4.5 Add PDI to AIP Create a plain text report containing provenance and other PDI elements (including arrangement information) and save it to the AIP.
4.6 Generate Descriptive Information (UC-1.4)
  • Obtain available descriptive information from PDI added to AIP, Submission Agreement and/or records schedule, communications with donor, etc.
  • In Qubit, enter descriptive information at aggregate levels of description (fonds, series, file). Then create item-level descriptions for each object to be uploaded.
  • Upload digital objects from /home/demo/ingest/2009_01/content/.
    • In Qubit 1.0.7 batch upload of digital objects is not possible. The objects have to be uploaded 1 at a time.
  • Add additional descriptive information to item-level descriptions.
  • For instructions on using Qubit, go to the on-line user manual.
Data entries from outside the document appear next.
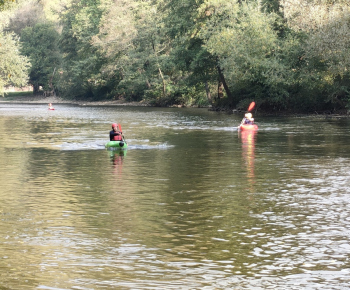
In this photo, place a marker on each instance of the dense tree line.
(284, 54)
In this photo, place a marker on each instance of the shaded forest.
(286, 55)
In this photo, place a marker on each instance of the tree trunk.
(220, 90)
(222, 80)
(208, 92)
(161, 75)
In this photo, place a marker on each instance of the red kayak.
(248, 127)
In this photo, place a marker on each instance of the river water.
(192, 203)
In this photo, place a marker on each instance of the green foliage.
(13, 66)
(283, 54)
(40, 44)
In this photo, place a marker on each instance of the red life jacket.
(117, 138)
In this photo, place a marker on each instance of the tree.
(40, 44)
(13, 66)
(82, 62)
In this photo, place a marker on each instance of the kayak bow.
(117, 145)
(248, 127)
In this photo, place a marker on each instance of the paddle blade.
(251, 106)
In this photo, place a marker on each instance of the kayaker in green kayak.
(116, 134)
(248, 119)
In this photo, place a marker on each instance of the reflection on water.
(248, 152)
(192, 203)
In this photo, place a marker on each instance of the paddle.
(251, 106)
(120, 129)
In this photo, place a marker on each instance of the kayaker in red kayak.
(116, 134)
(248, 119)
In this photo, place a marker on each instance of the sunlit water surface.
(192, 203)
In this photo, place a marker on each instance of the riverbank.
(39, 99)
(57, 100)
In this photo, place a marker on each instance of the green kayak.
(117, 144)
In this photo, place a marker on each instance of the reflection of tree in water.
(248, 153)
(117, 157)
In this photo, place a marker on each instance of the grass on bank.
(12, 96)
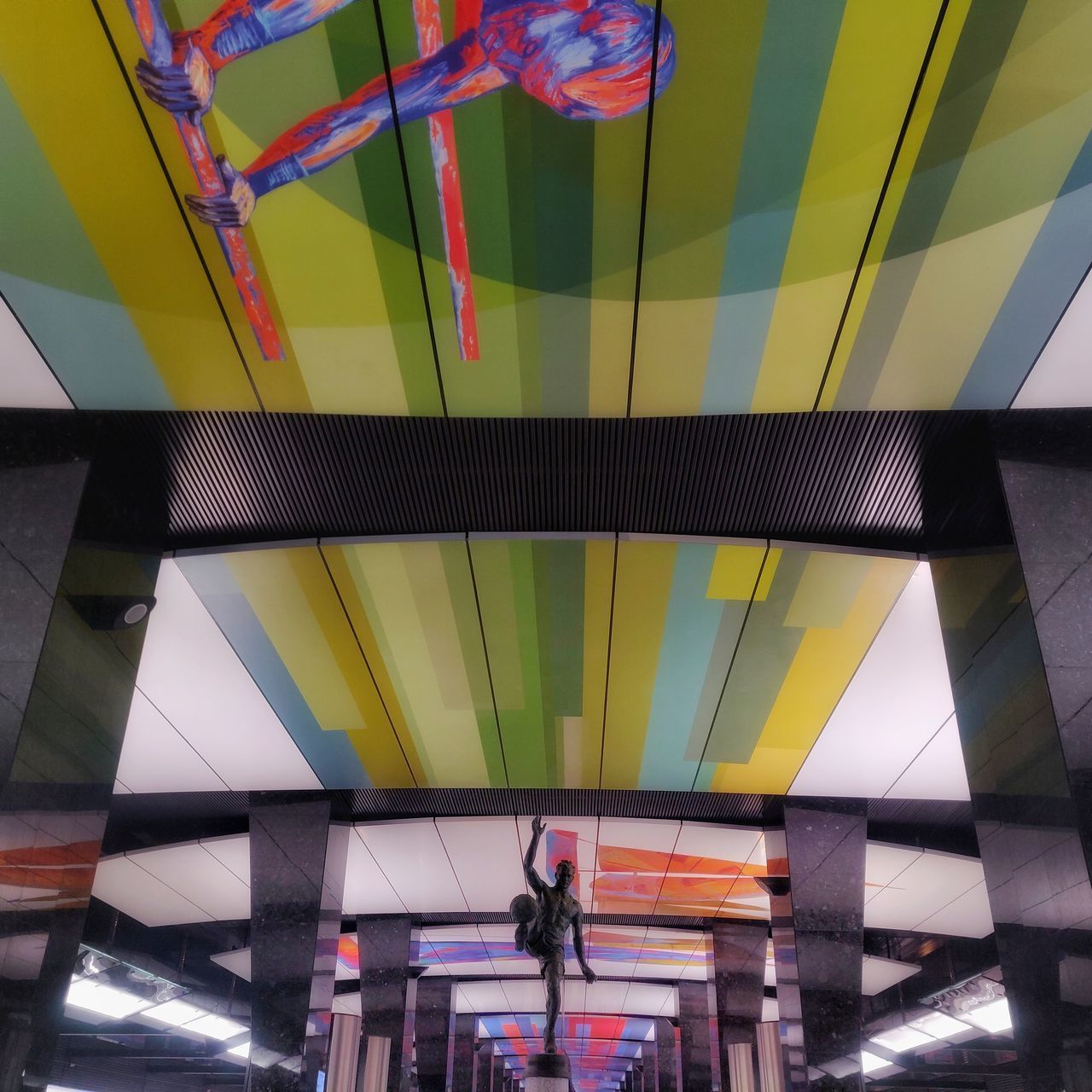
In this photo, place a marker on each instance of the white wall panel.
(413, 860)
(1063, 375)
(893, 706)
(26, 379)
(191, 674)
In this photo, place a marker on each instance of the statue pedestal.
(547, 1072)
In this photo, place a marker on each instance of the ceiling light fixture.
(105, 1001)
(993, 1017)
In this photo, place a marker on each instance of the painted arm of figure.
(457, 73)
(578, 946)
(235, 28)
(534, 880)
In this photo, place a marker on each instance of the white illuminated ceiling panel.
(894, 705)
(880, 974)
(925, 896)
(26, 380)
(155, 758)
(416, 866)
(467, 842)
(938, 772)
(190, 673)
(367, 890)
(1063, 375)
(121, 882)
(191, 870)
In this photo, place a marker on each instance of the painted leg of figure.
(456, 74)
(234, 30)
(553, 979)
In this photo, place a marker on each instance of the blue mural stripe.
(330, 753)
(794, 61)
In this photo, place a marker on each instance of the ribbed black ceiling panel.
(885, 480)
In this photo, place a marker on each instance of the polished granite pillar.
(297, 877)
(483, 1067)
(697, 1014)
(1018, 636)
(388, 998)
(740, 971)
(68, 666)
(818, 936)
(433, 1032)
(666, 1056)
(462, 1055)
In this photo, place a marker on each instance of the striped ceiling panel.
(833, 205)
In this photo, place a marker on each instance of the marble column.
(818, 935)
(67, 677)
(388, 998)
(1018, 636)
(666, 1057)
(433, 1032)
(462, 1061)
(697, 1045)
(740, 972)
(484, 1067)
(297, 877)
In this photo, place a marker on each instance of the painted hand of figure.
(230, 209)
(182, 89)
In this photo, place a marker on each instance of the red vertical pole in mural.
(441, 135)
(155, 35)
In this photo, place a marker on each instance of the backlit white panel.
(938, 772)
(367, 890)
(880, 974)
(156, 759)
(26, 380)
(413, 860)
(1063, 375)
(893, 706)
(199, 876)
(190, 673)
(233, 852)
(123, 884)
(468, 843)
(966, 916)
(924, 892)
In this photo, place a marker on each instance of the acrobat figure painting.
(585, 59)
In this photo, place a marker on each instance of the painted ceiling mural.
(538, 663)
(805, 245)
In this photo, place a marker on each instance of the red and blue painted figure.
(585, 59)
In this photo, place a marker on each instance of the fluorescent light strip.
(105, 1001)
AD5 Transfer AIP to Archival Storage

File:Archivematica AD5 TransferAIPtoArchivalStorage v2.pdf


Step Implementation Notes
5.1 Request storage of AIP (UC-1.5)
5.2 Transfer AIP to Archival storage (UC-1.5)
  • Right click on folder /home/demo/ingest/2009_01.
  • Click Scripts > BagIt.
  • A bag will be created and stored automatically in /home/demo/mybags/.
  • Copy AIP to /home/ingest/archivalstorage/.
  • In archivematica 0.4 maybe configure BagIt script to drop the bag directly into /home/demo/ingest/archivalstorage/.
  • The BagIt script can also be edited manually if desired: open demo/.gnome2/nautilus-scripts/Bagit and change "mybags" to "archivalstorage".
5.3 Confirm receipt and storage of AIP (UC-1.5)
5.4 Add AIP storage location to descriptive information (UC-1.6) In the physical storage area in Qubit, add the storage location.
5.5 Add Descriptive Information to Data Management (UC-1.6) This was done in AD4, step 4.6. In OAIS, generating descriptive information and adding them to data management are two different steps; however, in Archivematica this is done in one step in Qubit, which is used to upload images to a web interface, generate derivatives for searching and browsing and record descriptive information.
5.6 Confirm update of Data Management
5.7 Destroy SIP and AIP copies Destroy /home/demo/ingest/2009_01 and /home/demo/mybags/2009_01.